Member Since: Sun Jan 04, 2004
Posts: 1,235
Subj: Don't feel bad (if you do). It's not a major criticism or anything. Just a view.
Posted: Fri Mar 14, 2008 at 06:30:59 pm EDT (Viewed 3 times)
Reply Subj: There are a few reasons I posted that story as a reply, rather than doing anything to distinguish it as an "in-continuity" story ...
Posted: Fri Mar 14, 2008 at 03:35:34 pm EDT (Viewed 409 times)


> ... One of which was the collection of credible continuity issues that Jay raised in his reply, since I also doubt that Caphan society would adapt to the new status quo quite that quickly, and the other of which was the potential out-of-characterness of it, although I have to admit, with that one, I was thinking more along the lines of not disrupting whatever you had planned for the next installment of this chapter.

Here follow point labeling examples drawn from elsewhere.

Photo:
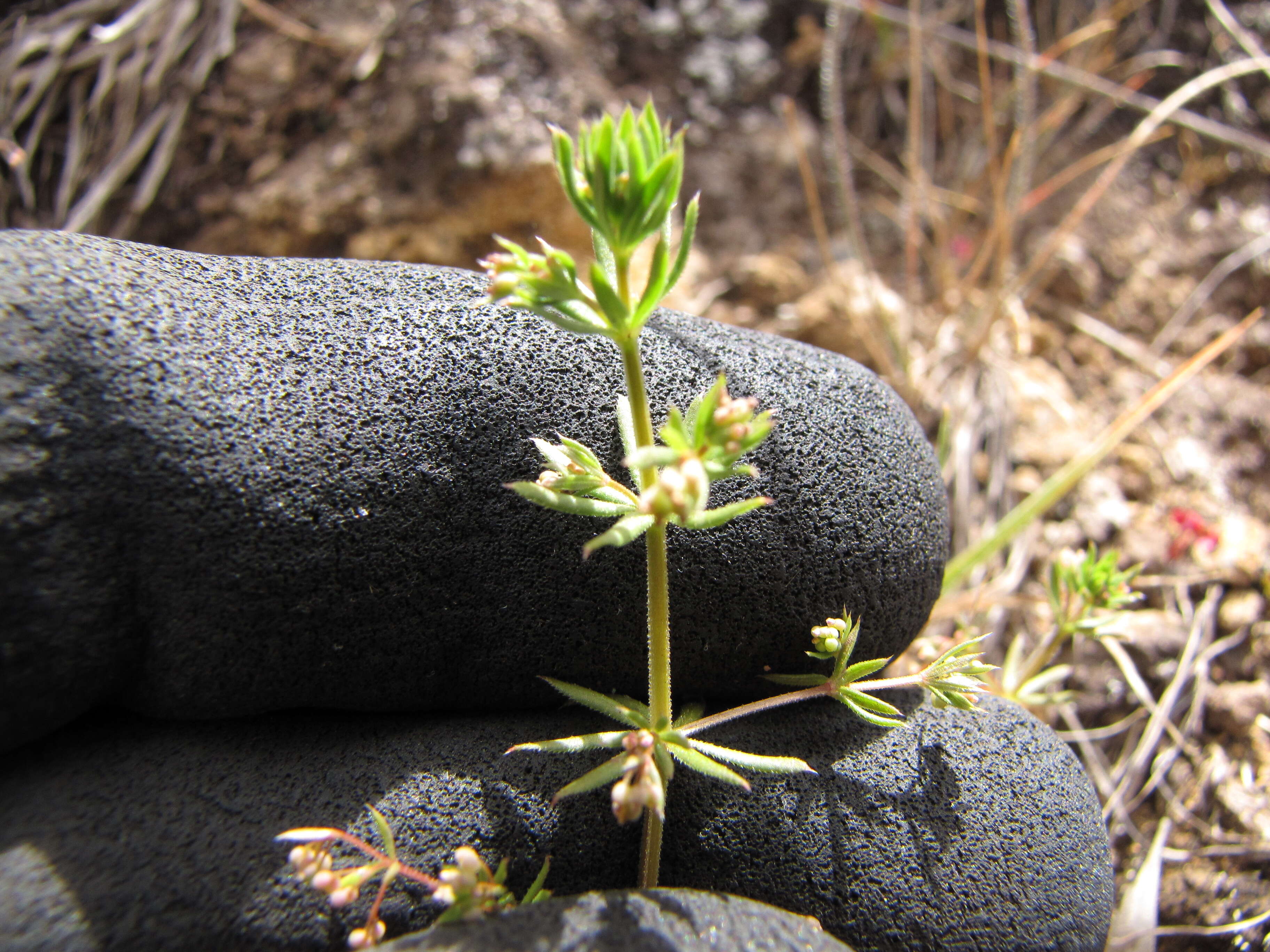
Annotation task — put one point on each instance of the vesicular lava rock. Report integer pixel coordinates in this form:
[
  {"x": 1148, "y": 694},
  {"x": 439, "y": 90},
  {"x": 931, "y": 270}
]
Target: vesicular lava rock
[
  {"x": 956, "y": 831},
  {"x": 232, "y": 485},
  {"x": 648, "y": 921}
]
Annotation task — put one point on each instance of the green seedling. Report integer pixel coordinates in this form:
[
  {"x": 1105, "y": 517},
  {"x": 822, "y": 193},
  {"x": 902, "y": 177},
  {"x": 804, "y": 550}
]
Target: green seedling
[{"x": 623, "y": 177}]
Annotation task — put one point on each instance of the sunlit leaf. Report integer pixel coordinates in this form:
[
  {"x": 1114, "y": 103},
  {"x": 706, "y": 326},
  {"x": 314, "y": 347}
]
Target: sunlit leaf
[
  {"x": 754, "y": 762},
  {"x": 601, "y": 704}
]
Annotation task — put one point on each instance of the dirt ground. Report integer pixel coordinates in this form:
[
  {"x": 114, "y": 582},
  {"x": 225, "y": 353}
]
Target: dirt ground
[{"x": 413, "y": 131}]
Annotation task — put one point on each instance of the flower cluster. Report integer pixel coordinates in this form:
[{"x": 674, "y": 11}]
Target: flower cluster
[
  {"x": 468, "y": 888},
  {"x": 642, "y": 785}
]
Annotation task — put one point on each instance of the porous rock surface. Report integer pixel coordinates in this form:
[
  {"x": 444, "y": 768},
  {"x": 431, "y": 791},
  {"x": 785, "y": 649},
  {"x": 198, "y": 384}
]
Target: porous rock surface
[
  {"x": 953, "y": 832},
  {"x": 230, "y": 485},
  {"x": 646, "y": 921}
]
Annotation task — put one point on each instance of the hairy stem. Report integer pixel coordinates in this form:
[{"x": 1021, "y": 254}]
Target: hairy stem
[
  {"x": 658, "y": 588},
  {"x": 768, "y": 704}
]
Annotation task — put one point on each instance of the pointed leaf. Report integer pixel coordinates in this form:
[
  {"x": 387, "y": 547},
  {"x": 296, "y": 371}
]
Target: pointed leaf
[
  {"x": 665, "y": 766},
  {"x": 535, "y": 891},
  {"x": 607, "y": 299},
  {"x": 714, "y": 518},
  {"x": 1046, "y": 680},
  {"x": 627, "y": 429},
  {"x": 382, "y": 827},
  {"x": 605, "y": 256},
  {"x": 611, "y": 494},
  {"x": 870, "y": 704},
  {"x": 601, "y": 704},
  {"x": 795, "y": 681},
  {"x": 582, "y": 455},
  {"x": 695, "y": 761},
  {"x": 690, "y": 228},
  {"x": 554, "y": 456},
  {"x": 564, "y": 503},
  {"x": 752, "y": 762},
  {"x": 870, "y": 717},
  {"x": 620, "y": 533},
  {"x": 572, "y": 746},
  {"x": 862, "y": 668},
  {"x": 656, "y": 287},
  {"x": 606, "y": 774}
]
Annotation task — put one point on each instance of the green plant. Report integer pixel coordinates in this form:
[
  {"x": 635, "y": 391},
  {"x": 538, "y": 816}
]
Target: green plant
[
  {"x": 469, "y": 889},
  {"x": 1085, "y": 597},
  {"x": 623, "y": 177}
]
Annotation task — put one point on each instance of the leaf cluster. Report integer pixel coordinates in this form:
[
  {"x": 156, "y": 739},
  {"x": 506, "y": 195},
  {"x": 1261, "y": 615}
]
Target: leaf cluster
[
  {"x": 670, "y": 746},
  {"x": 576, "y": 482}
]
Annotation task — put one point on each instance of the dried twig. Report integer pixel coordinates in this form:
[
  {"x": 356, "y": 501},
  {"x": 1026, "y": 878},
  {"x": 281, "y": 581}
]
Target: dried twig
[{"x": 1064, "y": 73}]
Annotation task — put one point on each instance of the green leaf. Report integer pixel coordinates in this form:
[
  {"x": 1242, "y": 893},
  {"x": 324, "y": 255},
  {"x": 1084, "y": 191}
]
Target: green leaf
[
  {"x": 606, "y": 774},
  {"x": 601, "y": 704},
  {"x": 863, "y": 668},
  {"x": 607, "y": 299},
  {"x": 714, "y": 518},
  {"x": 752, "y": 762},
  {"x": 665, "y": 764},
  {"x": 797, "y": 681},
  {"x": 535, "y": 891},
  {"x": 573, "y": 746},
  {"x": 647, "y": 458},
  {"x": 627, "y": 429},
  {"x": 870, "y": 717},
  {"x": 611, "y": 494},
  {"x": 562, "y": 149},
  {"x": 620, "y": 533},
  {"x": 701, "y": 763},
  {"x": 605, "y": 256},
  {"x": 870, "y": 704},
  {"x": 690, "y": 714},
  {"x": 656, "y": 287},
  {"x": 554, "y": 456},
  {"x": 564, "y": 503},
  {"x": 675, "y": 435},
  {"x": 583, "y": 456},
  {"x": 382, "y": 827},
  {"x": 690, "y": 228}
]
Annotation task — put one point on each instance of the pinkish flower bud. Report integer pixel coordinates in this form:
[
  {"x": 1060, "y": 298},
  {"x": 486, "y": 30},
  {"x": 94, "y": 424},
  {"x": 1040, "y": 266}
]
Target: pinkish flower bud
[{"x": 364, "y": 938}]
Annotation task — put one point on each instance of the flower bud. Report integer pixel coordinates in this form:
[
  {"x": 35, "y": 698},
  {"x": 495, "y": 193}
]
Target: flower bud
[
  {"x": 342, "y": 897},
  {"x": 826, "y": 638},
  {"x": 364, "y": 938}
]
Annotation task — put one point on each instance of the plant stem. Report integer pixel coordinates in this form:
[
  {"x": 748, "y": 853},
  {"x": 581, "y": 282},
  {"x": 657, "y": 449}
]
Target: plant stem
[
  {"x": 658, "y": 583},
  {"x": 768, "y": 704}
]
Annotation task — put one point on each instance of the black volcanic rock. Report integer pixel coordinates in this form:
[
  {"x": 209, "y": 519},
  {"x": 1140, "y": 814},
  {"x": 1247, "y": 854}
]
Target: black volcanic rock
[
  {"x": 956, "y": 831},
  {"x": 232, "y": 485},
  {"x": 646, "y": 921}
]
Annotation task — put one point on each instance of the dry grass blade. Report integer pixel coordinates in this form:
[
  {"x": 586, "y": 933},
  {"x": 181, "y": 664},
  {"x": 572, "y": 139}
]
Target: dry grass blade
[
  {"x": 1119, "y": 94},
  {"x": 1135, "y": 771},
  {"x": 1146, "y": 129},
  {"x": 98, "y": 94},
  {"x": 1067, "y": 476},
  {"x": 1222, "y": 271},
  {"x": 1133, "y": 926},
  {"x": 837, "y": 150}
]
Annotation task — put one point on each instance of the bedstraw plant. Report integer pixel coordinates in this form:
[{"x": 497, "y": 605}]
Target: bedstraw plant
[{"x": 624, "y": 177}]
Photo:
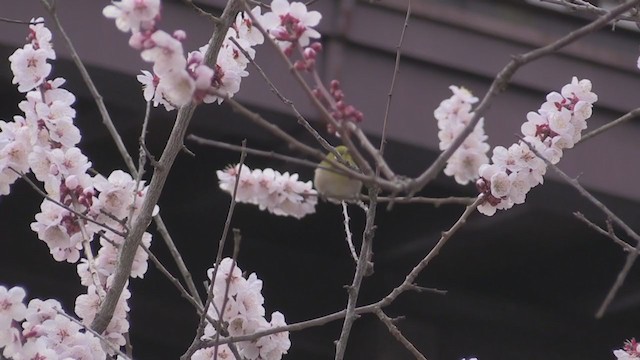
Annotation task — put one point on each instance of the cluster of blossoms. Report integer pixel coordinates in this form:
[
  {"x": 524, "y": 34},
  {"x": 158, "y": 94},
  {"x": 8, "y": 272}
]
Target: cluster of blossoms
[
  {"x": 556, "y": 126},
  {"x": 280, "y": 194},
  {"x": 176, "y": 79},
  {"x": 80, "y": 206},
  {"x": 39, "y": 330},
  {"x": 630, "y": 351},
  {"x": 453, "y": 116},
  {"x": 238, "y": 303}
]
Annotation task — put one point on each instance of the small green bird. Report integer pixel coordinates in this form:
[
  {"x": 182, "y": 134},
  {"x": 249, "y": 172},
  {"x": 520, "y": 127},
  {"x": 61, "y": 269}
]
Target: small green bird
[{"x": 331, "y": 183}]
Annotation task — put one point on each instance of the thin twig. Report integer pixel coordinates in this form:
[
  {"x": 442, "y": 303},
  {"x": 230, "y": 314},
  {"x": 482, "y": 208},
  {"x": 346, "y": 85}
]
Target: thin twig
[
  {"x": 299, "y": 117},
  {"x": 197, "y": 342},
  {"x": 396, "y": 71},
  {"x": 407, "y": 285},
  {"x": 610, "y": 233},
  {"x": 425, "y": 200},
  {"x": 364, "y": 267},
  {"x": 632, "y": 255},
  {"x": 236, "y": 250},
  {"x": 388, "y": 322},
  {"x": 588, "y": 8},
  {"x": 23, "y": 22},
  {"x": 347, "y": 231},
  {"x": 200, "y": 11}
]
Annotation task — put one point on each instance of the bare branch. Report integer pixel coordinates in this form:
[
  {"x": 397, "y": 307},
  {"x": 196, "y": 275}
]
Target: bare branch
[
  {"x": 388, "y": 322},
  {"x": 632, "y": 255}
]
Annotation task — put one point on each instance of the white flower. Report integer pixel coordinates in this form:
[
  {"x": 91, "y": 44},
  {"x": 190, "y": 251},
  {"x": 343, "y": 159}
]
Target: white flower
[
  {"x": 280, "y": 194},
  {"x": 11, "y": 306},
  {"x": 290, "y": 23},
  {"x": 453, "y": 115},
  {"x": 133, "y": 15},
  {"x": 29, "y": 67}
]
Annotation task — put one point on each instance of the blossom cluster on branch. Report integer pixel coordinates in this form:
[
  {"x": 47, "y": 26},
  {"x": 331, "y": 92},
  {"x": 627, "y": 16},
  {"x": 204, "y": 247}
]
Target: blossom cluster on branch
[
  {"x": 39, "y": 330},
  {"x": 238, "y": 303},
  {"x": 513, "y": 171},
  {"x": 79, "y": 206},
  {"x": 279, "y": 193},
  {"x": 453, "y": 115}
]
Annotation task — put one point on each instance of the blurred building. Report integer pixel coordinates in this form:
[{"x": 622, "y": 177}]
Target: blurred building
[{"x": 522, "y": 284}]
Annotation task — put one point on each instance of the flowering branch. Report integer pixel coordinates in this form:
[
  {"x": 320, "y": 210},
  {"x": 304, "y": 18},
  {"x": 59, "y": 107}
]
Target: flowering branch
[
  {"x": 500, "y": 83},
  {"x": 173, "y": 147}
]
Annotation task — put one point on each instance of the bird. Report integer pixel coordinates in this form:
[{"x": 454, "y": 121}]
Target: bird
[{"x": 332, "y": 184}]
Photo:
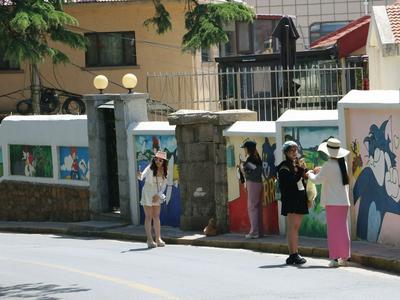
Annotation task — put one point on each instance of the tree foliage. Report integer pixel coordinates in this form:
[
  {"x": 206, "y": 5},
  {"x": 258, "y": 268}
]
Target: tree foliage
[
  {"x": 203, "y": 21},
  {"x": 27, "y": 26}
]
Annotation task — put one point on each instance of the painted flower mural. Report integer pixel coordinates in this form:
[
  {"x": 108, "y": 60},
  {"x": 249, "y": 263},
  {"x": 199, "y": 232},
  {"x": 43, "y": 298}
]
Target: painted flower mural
[{"x": 146, "y": 146}]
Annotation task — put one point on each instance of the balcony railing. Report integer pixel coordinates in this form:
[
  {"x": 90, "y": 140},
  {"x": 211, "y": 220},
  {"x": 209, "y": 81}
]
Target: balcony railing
[{"x": 268, "y": 91}]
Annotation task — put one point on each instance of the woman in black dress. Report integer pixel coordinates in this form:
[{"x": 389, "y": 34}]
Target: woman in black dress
[{"x": 294, "y": 198}]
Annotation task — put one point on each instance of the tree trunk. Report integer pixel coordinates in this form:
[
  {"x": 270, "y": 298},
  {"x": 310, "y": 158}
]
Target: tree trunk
[{"x": 35, "y": 89}]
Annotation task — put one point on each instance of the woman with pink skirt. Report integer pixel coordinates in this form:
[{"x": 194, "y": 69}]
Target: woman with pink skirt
[{"x": 335, "y": 197}]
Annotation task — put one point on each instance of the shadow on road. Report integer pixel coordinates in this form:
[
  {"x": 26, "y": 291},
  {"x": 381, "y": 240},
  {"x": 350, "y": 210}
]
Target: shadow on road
[
  {"x": 299, "y": 266},
  {"x": 38, "y": 291}
]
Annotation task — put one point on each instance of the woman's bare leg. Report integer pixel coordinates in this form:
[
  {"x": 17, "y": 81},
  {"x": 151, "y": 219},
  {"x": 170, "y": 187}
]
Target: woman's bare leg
[{"x": 148, "y": 213}]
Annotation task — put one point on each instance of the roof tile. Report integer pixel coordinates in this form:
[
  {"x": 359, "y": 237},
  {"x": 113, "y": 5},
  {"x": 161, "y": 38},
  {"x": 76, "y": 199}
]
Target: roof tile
[{"x": 393, "y": 12}]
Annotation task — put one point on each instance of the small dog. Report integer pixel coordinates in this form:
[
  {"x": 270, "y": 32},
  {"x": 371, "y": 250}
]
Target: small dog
[{"x": 211, "y": 228}]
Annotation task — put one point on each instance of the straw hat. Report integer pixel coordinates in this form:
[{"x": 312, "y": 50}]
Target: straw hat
[
  {"x": 161, "y": 154},
  {"x": 332, "y": 148},
  {"x": 249, "y": 144},
  {"x": 289, "y": 144}
]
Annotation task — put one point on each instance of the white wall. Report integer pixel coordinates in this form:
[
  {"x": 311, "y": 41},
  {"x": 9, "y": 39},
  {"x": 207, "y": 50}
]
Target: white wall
[{"x": 50, "y": 130}]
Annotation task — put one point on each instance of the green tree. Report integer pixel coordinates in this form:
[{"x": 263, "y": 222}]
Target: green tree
[
  {"x": 203, "y": 21},
  {"x": 27, "y": 26}
]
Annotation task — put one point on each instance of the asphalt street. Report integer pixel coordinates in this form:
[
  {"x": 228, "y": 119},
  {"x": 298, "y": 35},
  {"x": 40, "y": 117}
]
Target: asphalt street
[{"x": 48, "y": 267}]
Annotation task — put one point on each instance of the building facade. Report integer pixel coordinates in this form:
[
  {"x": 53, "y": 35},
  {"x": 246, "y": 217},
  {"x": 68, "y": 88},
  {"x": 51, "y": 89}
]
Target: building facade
[{"x": 315, "y": 18}]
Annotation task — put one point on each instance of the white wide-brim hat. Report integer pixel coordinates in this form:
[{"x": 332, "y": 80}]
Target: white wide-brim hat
[{"x": 332, "y": 148}]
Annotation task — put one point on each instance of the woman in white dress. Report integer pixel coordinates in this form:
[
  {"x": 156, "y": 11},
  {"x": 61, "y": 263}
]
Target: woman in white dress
[{"x": 155, "y": 176}]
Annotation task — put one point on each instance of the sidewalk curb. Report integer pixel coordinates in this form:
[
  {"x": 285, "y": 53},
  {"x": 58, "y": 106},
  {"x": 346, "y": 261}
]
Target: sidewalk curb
[{"x": 380, "y": 263}]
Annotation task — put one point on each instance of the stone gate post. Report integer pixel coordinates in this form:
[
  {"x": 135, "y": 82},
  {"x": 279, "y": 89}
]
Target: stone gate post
[
  {"x": 128, "y": 108},
  {"x": 202, "y": 164}
]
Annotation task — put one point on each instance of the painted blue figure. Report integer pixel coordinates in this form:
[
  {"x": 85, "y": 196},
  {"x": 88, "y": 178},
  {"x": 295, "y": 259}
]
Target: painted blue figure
[
  {"x": 377, "y": 186},
  {"x": 268, "y": 158}
]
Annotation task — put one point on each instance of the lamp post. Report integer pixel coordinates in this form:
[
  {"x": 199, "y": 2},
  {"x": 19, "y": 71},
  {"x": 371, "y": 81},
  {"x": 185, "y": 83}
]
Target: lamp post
[
  {"x": 129, "y": 82},
  {"x": 100, "y": 82}
]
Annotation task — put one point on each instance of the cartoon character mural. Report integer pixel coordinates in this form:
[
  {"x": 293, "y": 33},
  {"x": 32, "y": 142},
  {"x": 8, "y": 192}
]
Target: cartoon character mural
[
  {"x": 309, "y": 138},
  {"x": 376, "y": 189},
  {"x": 237, "y": 195},
  {"x": 74, "y": 163},
  {"x": 146, "y": 146},
  {"x": 1, "y": 162},
  {"x": 31, "y": 161}
]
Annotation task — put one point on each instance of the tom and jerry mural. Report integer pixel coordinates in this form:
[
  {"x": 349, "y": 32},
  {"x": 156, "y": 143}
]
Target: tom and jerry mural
[{"x": 374, "y": 139}]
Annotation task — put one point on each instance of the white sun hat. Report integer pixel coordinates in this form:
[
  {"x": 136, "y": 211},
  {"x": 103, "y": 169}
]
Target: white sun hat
[{"x": 333, "y": 148}]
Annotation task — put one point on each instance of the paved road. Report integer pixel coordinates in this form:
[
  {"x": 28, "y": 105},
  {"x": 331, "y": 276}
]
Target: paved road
[{"x": 60, "y": 267}]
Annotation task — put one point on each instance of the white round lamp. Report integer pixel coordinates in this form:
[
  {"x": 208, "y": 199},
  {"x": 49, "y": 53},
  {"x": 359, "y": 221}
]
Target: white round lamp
[
  {"x": 100, "y": 82},
  {"x": 129, "y": 81}
]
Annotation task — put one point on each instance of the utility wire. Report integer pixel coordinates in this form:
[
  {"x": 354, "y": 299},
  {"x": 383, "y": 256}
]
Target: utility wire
[{"x": 14, "y": 92}]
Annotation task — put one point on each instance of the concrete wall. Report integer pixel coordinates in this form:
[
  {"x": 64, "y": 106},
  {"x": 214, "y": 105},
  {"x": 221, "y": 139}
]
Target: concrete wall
[
  {"x": 45, "y": 168},
  {"x": 383, "y": 63},
  {"x": 154, "y": 53}
]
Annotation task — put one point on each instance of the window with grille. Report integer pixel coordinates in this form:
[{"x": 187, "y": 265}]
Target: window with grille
[
  {"x": 7, "y": 65},
  {"x": 111, "y": 49}
]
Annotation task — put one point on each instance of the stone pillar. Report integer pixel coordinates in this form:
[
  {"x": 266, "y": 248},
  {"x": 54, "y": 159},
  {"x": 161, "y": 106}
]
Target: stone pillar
[
  {"x": 128, "y": 108},
  {"x": 202, "y": 164}
]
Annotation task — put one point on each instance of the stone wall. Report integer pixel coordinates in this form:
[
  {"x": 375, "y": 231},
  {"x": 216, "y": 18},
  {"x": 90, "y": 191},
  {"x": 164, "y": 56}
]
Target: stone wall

It worked out just fine, and there's no reason why it shouldn't take place, either on the night of the party or at a subsequent time.

> That being said, Shrike is absolutely right; Glitch is an alien, and moreover, as much as we've explored and challenged many aspects of Caphan society, I'd argue that we've all danced around other potentially offensive aspects of it, either for narrative convenience or for comedy (please note, this is not a criticism), to the point that I think we could (and should) get away with at least one broadly comic "turnabout is fair play" scene of Caphan slavery applying to the other gender.

I'll be covering a much more unpleasant aspect of Caph in the next Untold Tales as our cast expands.

> Indeed, in many ways, Glitch and the Caphan male slaves were on a much more equal footing than gender-reversed scenarios that we've read and written regarding Caphans before, because both Glitch and the Caphan male slaves are eager young virgins. While the majority of men in Caphan culture would obviously have problems with the concept of women owning men, I contend that there would be some minority of men, however small, who might not mind the prospect of female domination as much.

Very likely.

one key issue to hold on to is the very slight difference between Caphan slavery, which resembles the kind of things that happened in the Greek, Roman, and Arabic cultures, and modern sex slavery. The Caphans are supposed to have social contracts which protect slave and owner, and although sex can be part of that relationship - at least for pleasure slaves and other good-looking chattels - it's not neccessarily the primary component of service. Those trapped in the modern sex industry are only there to be exploited (I'm speaking here of poor children sold to third world brothels and other examples of coerced prostitution, not neccessarily the people who cater for the Mayor of New York).

I suppose the other SF trope that muddies the waters comes from the Gor books and their imitators, which posit a world of pliant dominated women and the men who rule them. I admit to having a rather limited knowledge of the genre, but I's like to think that the Parodyverse has once again taken a concept deeper than its source material.


> Hell, William Moulton Marston made that the basis of a significant percentage of his stories in the Golden Age Wonder Woman comics, and it's a point that even a number of the character's feminist fans have admitted to finding problematic in the years since; after all, if you're framing feminism as a war against a male patriarchy, and asking men, "How would YOU like it, if YOU were the ones who were objectified and reduced in status?", it's got to be a bit disconcerting when a few male voices say, "I'd prefer it," and they actually mean it.

Marson really shouldn't have been let anywhere near children's publications though.

> As for Glitch's willingness to "take advantage," this fits with my idea of her paradigm.

You've made this case before, and made it well again here. I think my response here is that this scene feels like the start of a story, not the resolution; that there's a progression of understanding somewhere behind the laugh line.

Don't think I'm attacking you or your story. After all, I've just sent Harlagaz off to be thanked by a number of grateful Caphans, and we can infer from a future section that Fashion Accessory at least might have liaiased with a nicely-groomed Caphan nobleman after the party.